The bank said it would increase its quarterly dividend by 10 cents to $ 1 per share and plans to repurchase up to 24 million of its shares as it reported higher fourth-quarter earnings, while also announcing an accelerated shift. to digital for its international banking division.
Shareholder payout increase and share repurchase plan follow a decision by the Office of the Superintendent of Financial Institutions earlier this month to lift COVID-19 restrictions and allow regulated banks and insurers federal government to increase dividends, resume share buybacks and increase executive compensation.
Scotiabank chief executive Brian Porter said on a conference call Tuesday with an analyst that the payment increases come as the bank has more than recovered from the effects of the outbreak.
“Our industries have returned to or exceeded pre-pandemic profit levels. “
He said the pandemic had also accelerated the pace of digital adoption in its international division and that the trend had not reversed as the pandemic receded.
“Obviously the pandemic has changed a lot of things in terms of customer preference… our digital sales in our international operations have doubled since 2019. That’s a lot. “
In response, Scotiabank said it was taking a restructuring charge of $ 126 million as it cut its international branches by 10% and full-time staff by 7% to create savings of a similar amount. next year.
The cuts must continue in its operations in Latin America and the Caribbean, where the bank said it has seen digital adoption rise from 35% to 50% in most countries, and to over 65% in Chile and in Colombia.
Porter said, however, that the bank does not see the same trend nationally.
“The acceleration and adoption of digital internationally is much faster than here in Canada in terms of customer preference, and we need to be aware and aware of this. “
The pandemic has also altered home buying habits and contributed to a sharp rise in house prices in Canada, particularly relative to earnings, but Dan Rees, group head of Canadian banking at Scotiabank, said said he expects lower demand in the future.
“We believe the offer supports price appreciation.

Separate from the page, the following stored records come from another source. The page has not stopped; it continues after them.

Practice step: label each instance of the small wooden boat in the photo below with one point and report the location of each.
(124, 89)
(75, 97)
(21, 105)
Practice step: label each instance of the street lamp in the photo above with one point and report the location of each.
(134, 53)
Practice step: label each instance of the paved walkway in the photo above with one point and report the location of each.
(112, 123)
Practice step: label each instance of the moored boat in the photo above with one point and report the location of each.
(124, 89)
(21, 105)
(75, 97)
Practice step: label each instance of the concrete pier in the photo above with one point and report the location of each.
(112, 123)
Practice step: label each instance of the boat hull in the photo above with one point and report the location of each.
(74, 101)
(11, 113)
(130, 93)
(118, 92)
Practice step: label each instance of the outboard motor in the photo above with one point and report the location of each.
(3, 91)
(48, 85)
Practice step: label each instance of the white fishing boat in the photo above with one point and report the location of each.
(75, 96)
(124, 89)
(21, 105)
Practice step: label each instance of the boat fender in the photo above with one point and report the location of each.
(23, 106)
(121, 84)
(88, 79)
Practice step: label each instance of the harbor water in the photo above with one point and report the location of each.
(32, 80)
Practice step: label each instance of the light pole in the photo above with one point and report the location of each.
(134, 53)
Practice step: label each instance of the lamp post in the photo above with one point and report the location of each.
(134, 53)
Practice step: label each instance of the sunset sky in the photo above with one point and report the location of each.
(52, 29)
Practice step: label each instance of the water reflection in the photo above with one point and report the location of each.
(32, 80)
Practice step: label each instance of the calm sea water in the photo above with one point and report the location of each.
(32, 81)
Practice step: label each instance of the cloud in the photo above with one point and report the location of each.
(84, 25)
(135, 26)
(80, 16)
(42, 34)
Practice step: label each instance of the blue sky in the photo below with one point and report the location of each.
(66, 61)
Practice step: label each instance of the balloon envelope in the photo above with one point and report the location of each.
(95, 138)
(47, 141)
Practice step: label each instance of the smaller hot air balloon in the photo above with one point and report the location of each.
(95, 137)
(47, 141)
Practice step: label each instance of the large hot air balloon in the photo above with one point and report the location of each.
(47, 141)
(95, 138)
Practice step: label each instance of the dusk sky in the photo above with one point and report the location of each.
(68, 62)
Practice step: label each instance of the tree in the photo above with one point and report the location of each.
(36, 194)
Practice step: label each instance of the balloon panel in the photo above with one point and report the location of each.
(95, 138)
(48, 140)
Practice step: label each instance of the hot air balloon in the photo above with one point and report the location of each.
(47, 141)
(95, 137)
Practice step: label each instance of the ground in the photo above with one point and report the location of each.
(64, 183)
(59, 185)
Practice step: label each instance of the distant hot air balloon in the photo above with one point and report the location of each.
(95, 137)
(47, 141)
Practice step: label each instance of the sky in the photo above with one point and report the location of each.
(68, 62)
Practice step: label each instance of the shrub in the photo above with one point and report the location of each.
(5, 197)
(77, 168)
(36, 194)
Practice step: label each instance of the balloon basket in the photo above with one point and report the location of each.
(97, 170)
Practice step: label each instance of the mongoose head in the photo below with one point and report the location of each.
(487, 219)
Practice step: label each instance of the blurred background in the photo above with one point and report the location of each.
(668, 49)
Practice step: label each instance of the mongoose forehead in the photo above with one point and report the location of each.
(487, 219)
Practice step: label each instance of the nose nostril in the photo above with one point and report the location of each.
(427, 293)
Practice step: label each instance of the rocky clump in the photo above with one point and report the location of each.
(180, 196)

And while that persists, if rates go up earlier in the year, as I think many of us expect, we expect that to slow demand. “
He said the money passed down from families would be an important support for mortgage growth in the future, while minimizing risk by noting the high credit scores of borrowers and the lack of growth in HELOC loans.
For the fourth quarter, Scotiabank said its net income was nearly $ 2.6 billion or $ 1.97 per diluted share for the quarter ended Oct. 31, compared to $ 1.9 billion or $ 1.42 per diluted share in the same quarter last year.
Revenue totaled nearly $ 7.7 billion, up from $ 7.5 billion a year ago.
On an adjusted basis, Scotiabank said it earned $ 2.10 per diluted share, up from adjusted earnings of $ 1.45 per diluted share in the fourth quarter of last year.
Analysts on average expected Scotiabank to make adjusted earnings of $ 1.90 per share, according to data compiled by financial market data firm Refinitiv.
The profit increase came as the bank’s credit loss provisions fell to $ 168 million in the fourth quarter, from $ 1.13 billion in the same quarter last year and $ 380 million in the third. trimester.
“The write-backs of credit loss provisions boosted this performance, and this is mainly due to improved macroeconomic forecasts and strong credit quality,” said Carl De Souza, senior vice president and head of banking team at DBRS Morningstar.
He said a key area going forward will be non-mortgage growth, including credit card loan balances that aren’t growing much yet as customers always have extra cash.
“Mortgage balances drove loan volumes, but going forward we would like to see what happens with non-mortgage volumes. “
Scotiabank said its Canadian banking operations brought in $ 1.2 billion, up from $ 778 million in the same quarter last year.
International banking earned $ 528 million, up from $ 263 million a year ago, while global wealth management earned $ 385 million, up from $ 323 million. Banks and global markets earned $ 502 million, compared to $ 460 million.
For its full year, Scotiabank said it earned nearly $ 10 billion or $ 7.70 per diluted share on $ 31.3 billion in revenue, compared to profit of nearly $ 6.9 billion or $ 5.30 per diluted share on $ 31.3 billion in revenue a year earlier.
Scotiabank’s adjusted earnings for the full year were $ 7.87 per diluted share, compared to $ 5.36 per diluted share.